An anionic polyacrylamide solution was characterized in elongational flow by combining laser-Doppler velocimetry to determine the strain rate in the flow direction and the two-color flow-induced birefringence method to measure the first normal stress difference along the axial centerline of a hyperbolic die. The elongational rate was constant along the axial centerline of the planar hyperbolic die as long as vortices at the die entrance did not occur. The transient elongational viscosity μ ⁺ was determined as a function of the elongational rate. The parameters varied are the Hencky strain rate and the polymer concentration. μ ⁺ showed a pronounced increase over the linear viscoelastic behavior \( \mu ^{ + }_{0} \) above critical Hencky strains of 1.2 to 1.5; that is, a significant strain hardening could be observed for polyacrylamide solutions. This strain hardening is stronger the higher the elongational rate. A slight enhancement of strain hardening was found by increasing the concentration from 0.5 to 1 g/l.
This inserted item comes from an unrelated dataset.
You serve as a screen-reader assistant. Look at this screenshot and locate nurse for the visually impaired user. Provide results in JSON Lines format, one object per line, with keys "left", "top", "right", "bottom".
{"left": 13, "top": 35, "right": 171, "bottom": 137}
The stress optical coefficient was determined as 1.8 × 10⁻⁷ Pa⁻¹ (0.5 g/l) and 1.2 × 10⁻⁷ Pa⁻¹ (1 g/l).

Appendix

Figure 12 shows the comparison of \( \overline{{{\mathop \varepsilon \limits^ \cdot }_{{xx}} }} {\left( x \right)} \) and \( {\mathop \varepsilon \limits^ \cdot }_{{xx}} {\left( x \right)} \) determined with equations (5) and (6) for a solution of 0.5 g/l AF701 in distilled water at the highest (47 cm³/s) and lowest (11 cm³/s) flow rate. The elongational rate on the x-axis \( {\mathop \varepsilon \limits^ \cdot }_{{xx}} {\left( x \right)} \) at z = 0 and the rate averaged along the z-axis \( \overline{{{\mathop \varepsilon \limits^ \cdot }_{{xx}} }} {\left( x \right)} \) are in good agreement for each x-coordinate in the reservoir and above 15 mm. From x = 0 mm at the die entrance to 15 mm downstream there are differences of the rate profiles. They are more pronounced at the highest flow rate. The origin of these deviations is not clear, yet, but the findings point at the role of geometry for the stress determination in slit dies as described, for example, in (Wales 1976).

Fig. 12

Elongational rate as a function of the x-coordinate for the highest and the lowest volume rate investigated. \( {\mathop \varepsilon \limits^ \cdot }_{{xx}} \) is the rate directly measured on the x-axis at z = 0, \( \overline{{{\mathop \varepsilon \limits^ \cdot }_{{xx}} }} \) is averaged over the z-direction for each x-coordinate

Higher concentrations also show an increase of the differences in elongational rate at the die entrance which are, for example, below 20% for 0.5 and 1 g/l but clearly above this quantity for 3 and 50 g/l. These findings can probably be related to the shear rate dependence of the viscosity becoming more pronounced with higher concentrations.

For x > 15 mm these effects can be neglected as \( \overline{{{\mathop \varepsilon \limits^ \cdot }_{{xx}} }} {\left( x \right)} \) and \( {\mathop \varepsilon \limits^ \cdot }_{{xx}} {\left( x \right)} \) are in good agreement again, due to the favorable geometry.